すると、フッとリナちゃんの炎は消え、目の前には粉々になった板と、1枚の紙だけが残りました。 (さっき弾けたのは板だったのか……。)と思いながら、あれ?と思います。
「鉛筆が、無くなってるね。」
そう言って、リナちゃんを見ると。
「えっ!気にするところ、そこ!?」
と、リナちゃんは大笑いながら言いました。

だって、きっと、これは夢だから。

目の前のリナちゃんは、いつの間にか知らない大人の女性に変わっていました。
でもこれは、紛うことなきリナちゃんです。

『リナちゃんは、魔女の生まれ変わり。』

その噂が妙に腑に落ちました。
「知りたいことはわかったの?」
私の言葉に、リナちゃんは残された紙を持って満足そうに頷きます。

それからどう解散したのか……夢だったのかもわからずに、日常は戻りました。
リナちゃんとは相変わらず図書室で会うと挨拶を交わすぐらいで、あの時のことは一切無かったかのようでした。
(あのコックリさんは、やっぱり現実じゃ無かったんだなぁ。)と納得して、4年生も終わりを迎えようとする頃。
また引っ越しが決まりました。
最後に『花ものがたり』の本をもう一度全部読んでおこうと、図書室に向かいます。
(この図書室、好きだったなぁ。)
感慨深く、本を引き抜くと。 

コロッ。

と、足元に何かが落ちました。

鉛筆です。

あの時、コックリさんで使った、真新しいバトルえんぴつでした。

間違いありません。

驚いて拾い上げると、
「それ、お守りになるからあげる。」
後ろにいつの間に立っていたのか。
リナちゃんがニコニコしながらそう言って、走り去っていきました。

あれから何年も経って、すっかりリナちゃんのことも忘れていましたが……。鳥山明さんの訃報をニュースでみた時、急にこの時のことを思い出したので、書き出し投稿です。
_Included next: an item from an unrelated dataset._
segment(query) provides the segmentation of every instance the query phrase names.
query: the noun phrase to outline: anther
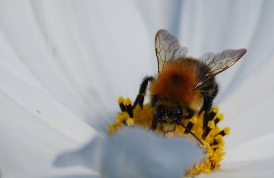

あの時のバトルえんぴつを家で探すとちゃんと出てきて、改めて鉛筆に描かれた鳥山明さんの作画モンスターを見ていたら、泣けてきました。

ドラゴンボールもアラレちゃんも、家族の食卓で欠かせないアニメだったんですよね。
クロノ・トリガーもドラゴンクエストも、全部が宝物です。

心から哀悼の意を表します。

これは私の実話です。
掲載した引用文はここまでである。